Lola avait décidé d’offrir un cadeau aussi somptueux qu’empoisonné au Nain de jardin. Un cadeau dont il feindrait toujours d’ignorer la provenance. Elle fit copier par Diego la vidéo, qui aurait pu s’intituler Le Non-anniversaire de Simon, et s’arrangea avec le lieutenant Barthélemy pour qu’elle devienne une pièce à conviction majeure dans l’affaire Alice Bonin. Puis elle laissa les hommes de l’ordre et de la « maison Poulala » exercer leur beau métier d’agencement de la réalité. Le commissaire Grousset participa en personne à l’arrestation de Jules Parisy et de Mireille Coste. Les amants se trouvaient dans l’appartement loué par Coste grâce aux émoluments de Parisy. Il avait été engagé par TV Europa à un salaire plus que convenable. Pour autant, il donnait le change en continuant à vivre officiellement au milieu de la tribu Parisy, et sous l’œil de leur fidèle webcam.
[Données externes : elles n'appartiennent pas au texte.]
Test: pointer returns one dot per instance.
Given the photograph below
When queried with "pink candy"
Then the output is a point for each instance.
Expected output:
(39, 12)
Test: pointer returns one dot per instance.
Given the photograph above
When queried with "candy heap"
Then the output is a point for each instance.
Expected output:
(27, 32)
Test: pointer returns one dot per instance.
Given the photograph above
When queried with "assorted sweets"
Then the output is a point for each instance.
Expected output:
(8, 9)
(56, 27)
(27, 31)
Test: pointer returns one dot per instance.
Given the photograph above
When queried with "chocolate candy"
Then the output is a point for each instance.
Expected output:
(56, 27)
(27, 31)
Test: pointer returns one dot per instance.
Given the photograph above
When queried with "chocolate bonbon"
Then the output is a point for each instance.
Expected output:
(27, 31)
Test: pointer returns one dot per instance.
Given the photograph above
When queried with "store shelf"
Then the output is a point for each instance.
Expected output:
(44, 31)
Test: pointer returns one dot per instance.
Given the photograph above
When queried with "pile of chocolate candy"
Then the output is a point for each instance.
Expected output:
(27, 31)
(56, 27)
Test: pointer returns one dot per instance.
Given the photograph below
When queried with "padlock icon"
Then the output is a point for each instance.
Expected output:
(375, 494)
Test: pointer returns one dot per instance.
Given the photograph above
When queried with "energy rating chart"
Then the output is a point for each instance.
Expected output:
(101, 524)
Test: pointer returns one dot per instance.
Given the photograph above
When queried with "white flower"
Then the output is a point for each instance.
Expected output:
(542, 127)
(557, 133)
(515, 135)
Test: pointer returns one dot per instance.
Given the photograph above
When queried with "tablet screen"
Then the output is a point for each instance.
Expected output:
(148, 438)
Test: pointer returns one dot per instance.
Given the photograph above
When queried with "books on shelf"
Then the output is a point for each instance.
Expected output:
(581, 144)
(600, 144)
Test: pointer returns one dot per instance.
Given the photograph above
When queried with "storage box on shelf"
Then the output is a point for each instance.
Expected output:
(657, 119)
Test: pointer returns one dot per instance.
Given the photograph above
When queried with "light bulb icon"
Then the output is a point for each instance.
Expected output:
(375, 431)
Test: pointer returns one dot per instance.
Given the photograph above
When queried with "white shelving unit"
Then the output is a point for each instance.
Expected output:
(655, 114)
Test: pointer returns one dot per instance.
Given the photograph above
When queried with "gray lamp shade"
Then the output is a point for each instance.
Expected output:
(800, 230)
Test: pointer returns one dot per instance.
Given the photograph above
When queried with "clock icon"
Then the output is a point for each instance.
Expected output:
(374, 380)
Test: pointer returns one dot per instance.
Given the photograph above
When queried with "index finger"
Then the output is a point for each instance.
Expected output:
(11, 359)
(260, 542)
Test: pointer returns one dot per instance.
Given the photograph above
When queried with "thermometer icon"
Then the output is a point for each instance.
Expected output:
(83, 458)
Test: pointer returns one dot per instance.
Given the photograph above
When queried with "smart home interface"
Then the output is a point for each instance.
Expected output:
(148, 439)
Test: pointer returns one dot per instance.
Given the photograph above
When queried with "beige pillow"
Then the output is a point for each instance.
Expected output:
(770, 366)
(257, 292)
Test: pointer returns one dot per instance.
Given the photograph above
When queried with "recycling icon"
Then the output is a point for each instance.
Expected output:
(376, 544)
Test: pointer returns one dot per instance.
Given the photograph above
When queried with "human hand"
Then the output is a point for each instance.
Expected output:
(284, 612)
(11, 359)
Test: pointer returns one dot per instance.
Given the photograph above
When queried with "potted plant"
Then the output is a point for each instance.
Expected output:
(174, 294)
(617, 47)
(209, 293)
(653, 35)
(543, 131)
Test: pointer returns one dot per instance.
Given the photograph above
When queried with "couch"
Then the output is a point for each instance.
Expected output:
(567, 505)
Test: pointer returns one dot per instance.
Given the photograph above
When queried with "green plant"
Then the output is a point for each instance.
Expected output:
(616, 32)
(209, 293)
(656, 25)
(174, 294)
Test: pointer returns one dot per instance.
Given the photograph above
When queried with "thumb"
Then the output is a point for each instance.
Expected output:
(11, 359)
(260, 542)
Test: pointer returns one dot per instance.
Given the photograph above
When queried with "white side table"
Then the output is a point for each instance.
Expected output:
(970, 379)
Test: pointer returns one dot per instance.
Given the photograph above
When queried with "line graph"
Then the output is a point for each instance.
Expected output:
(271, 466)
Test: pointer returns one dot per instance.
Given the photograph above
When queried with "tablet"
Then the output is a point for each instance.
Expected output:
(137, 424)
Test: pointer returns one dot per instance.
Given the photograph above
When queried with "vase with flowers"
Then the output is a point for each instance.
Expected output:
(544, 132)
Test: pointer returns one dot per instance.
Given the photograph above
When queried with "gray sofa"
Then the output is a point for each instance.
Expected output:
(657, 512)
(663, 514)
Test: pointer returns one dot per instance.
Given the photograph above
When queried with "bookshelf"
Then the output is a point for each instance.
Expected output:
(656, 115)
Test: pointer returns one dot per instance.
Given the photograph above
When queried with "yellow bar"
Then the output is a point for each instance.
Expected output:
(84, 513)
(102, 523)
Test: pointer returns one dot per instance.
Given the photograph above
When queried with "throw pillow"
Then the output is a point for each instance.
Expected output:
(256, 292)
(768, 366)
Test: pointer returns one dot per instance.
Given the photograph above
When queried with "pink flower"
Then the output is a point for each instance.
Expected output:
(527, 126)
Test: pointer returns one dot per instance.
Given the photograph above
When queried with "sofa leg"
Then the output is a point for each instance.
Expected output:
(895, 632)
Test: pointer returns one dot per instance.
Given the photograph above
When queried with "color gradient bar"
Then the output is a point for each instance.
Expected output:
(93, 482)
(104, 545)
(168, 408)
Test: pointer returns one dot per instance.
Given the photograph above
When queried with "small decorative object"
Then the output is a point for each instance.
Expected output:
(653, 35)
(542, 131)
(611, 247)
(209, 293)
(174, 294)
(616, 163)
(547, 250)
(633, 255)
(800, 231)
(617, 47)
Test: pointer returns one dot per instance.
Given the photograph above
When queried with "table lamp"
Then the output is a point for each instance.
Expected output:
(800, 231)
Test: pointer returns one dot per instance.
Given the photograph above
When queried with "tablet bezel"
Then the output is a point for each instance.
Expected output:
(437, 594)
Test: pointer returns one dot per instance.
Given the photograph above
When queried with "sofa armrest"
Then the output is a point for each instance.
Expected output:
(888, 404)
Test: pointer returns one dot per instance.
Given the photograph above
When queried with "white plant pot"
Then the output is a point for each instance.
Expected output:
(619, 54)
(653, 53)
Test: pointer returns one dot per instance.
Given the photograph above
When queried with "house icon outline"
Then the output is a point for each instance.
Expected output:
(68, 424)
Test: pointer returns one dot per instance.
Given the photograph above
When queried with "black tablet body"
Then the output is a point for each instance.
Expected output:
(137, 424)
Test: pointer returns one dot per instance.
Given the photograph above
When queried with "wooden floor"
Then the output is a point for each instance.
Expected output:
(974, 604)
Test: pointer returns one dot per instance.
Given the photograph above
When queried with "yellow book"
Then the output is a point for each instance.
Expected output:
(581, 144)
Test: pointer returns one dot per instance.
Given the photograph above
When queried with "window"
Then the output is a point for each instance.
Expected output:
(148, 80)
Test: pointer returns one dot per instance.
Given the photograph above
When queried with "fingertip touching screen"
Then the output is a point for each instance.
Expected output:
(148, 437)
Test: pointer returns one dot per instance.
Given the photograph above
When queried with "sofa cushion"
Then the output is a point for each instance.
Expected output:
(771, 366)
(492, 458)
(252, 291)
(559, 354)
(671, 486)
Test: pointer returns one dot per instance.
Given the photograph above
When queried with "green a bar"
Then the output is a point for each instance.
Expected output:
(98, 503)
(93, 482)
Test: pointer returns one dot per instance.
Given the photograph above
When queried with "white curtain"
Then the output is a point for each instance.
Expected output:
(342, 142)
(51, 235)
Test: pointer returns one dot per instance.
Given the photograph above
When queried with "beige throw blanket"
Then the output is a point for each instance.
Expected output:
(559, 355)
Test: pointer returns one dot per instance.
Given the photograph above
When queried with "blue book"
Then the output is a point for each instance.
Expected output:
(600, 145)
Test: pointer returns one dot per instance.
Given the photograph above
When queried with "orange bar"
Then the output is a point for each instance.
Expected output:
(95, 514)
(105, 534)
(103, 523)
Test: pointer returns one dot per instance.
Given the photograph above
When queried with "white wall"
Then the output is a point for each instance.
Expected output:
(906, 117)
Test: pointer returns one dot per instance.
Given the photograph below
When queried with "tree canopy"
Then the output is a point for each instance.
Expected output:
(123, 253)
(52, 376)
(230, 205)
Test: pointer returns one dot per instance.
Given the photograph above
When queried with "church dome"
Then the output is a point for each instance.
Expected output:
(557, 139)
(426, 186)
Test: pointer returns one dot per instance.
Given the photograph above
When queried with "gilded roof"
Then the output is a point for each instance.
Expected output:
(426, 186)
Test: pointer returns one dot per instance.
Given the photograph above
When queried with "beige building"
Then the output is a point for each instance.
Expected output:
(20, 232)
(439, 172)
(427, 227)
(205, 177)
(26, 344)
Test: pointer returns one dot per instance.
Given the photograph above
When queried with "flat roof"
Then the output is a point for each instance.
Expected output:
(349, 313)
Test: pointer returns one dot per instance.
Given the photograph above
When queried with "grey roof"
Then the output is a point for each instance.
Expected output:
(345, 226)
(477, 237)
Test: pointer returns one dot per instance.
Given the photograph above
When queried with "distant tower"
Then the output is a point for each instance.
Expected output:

Lola Jost était attablée aux Belles en compagnie d’Ingrid Diesel et de Jérôme Barthélemy, qui leur racontait les dernières avancées des interrogatoires. Passé le temps des dénégations énergiques, le couple avait opté pour une autre stratégie. Jules admettait avoir inventé le faux client et drogué le champagne. Pour aider Mireille Coste à se venger d’Alice Bonin en lui infligeant une trouille bleue, par le biais d’une épouvantable séance de défonce.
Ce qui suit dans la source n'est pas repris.